FIG. 2 is a field strength diagram of an exemplary target base station in the prior art;

fig. 3 is a first flowchart of a method for determining an antenna direction angle according to an embodiment of the present invention;

fig. 4 is a second flowchart of a method for determining an antenna direction angle according to an embodiment of the present invention;

fig. 5 is a first schematic diagram illustrating an exemplary antenna direction angle provided by an embodiment of the present invention;

fig. 6 is a flowchart of a method for determining an antenna direction angle according to an embodiment of the present invention;

fig. 7 is a second schematic diagram of an exemplary antenna direction angle according to an embodiment of the present invention;

fig. 8 is a fourth flowchart of a method for determining an antenna direction angle according to an embodiment of the present invention;

fig. 9 is a third schematic diagram of an exemplary antenna direction angle provided by an embodiment of the present invention;

fig. 10 is a flowchart of a method for determining an antenna direction angle according to an embodiment of the present invention;

fig. 11 is a first schematic structural diagram of an apparatus for determining an antenna direction angle according to an embodiment of the present invention;

fig. 12 is a second schematic structural diagram of an apparatus for determining an antenna direction angle according to an embodiment of the present invention;

fig. 13 is a third schematic structural diagram of an apparatus for determining an antenna direction angle according to an embodiment of the present invention;

fig. 14 is a fourth schematic structural diagram of an apparatus for determining an antenna direction angle according to an embodiment of the present invention.

Detailed Description

The technical solution in the embodiments of the present invention will be clearly and completely described below with reference to the accompanying drawings in the embodiments of the present invention.
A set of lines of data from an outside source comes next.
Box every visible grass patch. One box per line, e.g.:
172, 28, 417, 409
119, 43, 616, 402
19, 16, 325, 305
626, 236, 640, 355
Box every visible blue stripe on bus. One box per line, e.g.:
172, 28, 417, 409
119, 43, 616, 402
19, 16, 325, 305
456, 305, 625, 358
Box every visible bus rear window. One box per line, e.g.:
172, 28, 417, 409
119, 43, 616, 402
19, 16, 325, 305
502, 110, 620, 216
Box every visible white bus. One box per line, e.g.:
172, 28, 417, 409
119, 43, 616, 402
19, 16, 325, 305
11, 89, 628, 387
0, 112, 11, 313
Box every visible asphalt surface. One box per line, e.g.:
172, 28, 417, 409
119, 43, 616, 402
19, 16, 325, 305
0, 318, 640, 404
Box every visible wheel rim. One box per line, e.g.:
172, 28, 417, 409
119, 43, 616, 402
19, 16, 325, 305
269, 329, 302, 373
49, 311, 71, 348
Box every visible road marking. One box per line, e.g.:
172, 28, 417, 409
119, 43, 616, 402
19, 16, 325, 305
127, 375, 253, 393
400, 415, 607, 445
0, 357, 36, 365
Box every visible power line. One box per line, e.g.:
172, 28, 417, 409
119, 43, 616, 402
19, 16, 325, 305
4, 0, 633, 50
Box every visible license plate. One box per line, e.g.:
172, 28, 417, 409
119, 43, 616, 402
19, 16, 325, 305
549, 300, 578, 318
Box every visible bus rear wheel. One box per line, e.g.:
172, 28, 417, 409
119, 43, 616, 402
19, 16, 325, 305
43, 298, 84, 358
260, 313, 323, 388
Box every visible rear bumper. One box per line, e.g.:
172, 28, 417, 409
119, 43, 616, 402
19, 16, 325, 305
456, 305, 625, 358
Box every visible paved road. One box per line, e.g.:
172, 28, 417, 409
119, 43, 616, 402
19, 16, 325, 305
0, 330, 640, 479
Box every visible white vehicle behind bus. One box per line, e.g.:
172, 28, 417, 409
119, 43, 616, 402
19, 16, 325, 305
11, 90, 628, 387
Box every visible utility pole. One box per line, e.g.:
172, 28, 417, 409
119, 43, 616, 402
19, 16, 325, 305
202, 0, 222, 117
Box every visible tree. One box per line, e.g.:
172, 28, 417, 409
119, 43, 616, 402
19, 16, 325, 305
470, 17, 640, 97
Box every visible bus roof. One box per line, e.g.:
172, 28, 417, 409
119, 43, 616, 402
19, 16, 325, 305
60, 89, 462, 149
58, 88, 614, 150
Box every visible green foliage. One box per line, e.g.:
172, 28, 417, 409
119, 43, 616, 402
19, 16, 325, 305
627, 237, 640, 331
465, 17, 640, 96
It should be noted that the device for determining the antenna direction angle in the embodiment of the present invention may be an independent device that can communicate with the base station and the network side, or may be a module integrated in a network-side device to determine the antenna direction angle.

Example one

An embodiment of the present invention provides a method for determining an antenna direction angle, which is described by taking the apparatus for determining an antenna direction angle as a network side as an example, and as shown in fig. 3, the method may include:

s101, in a first area, counting the number of sampling points at each angle and the signal strength of each sampling point according to antenna frequency sweep data of an angle level, wherein the antenna frequency sweep data are obtained by scanning the first area.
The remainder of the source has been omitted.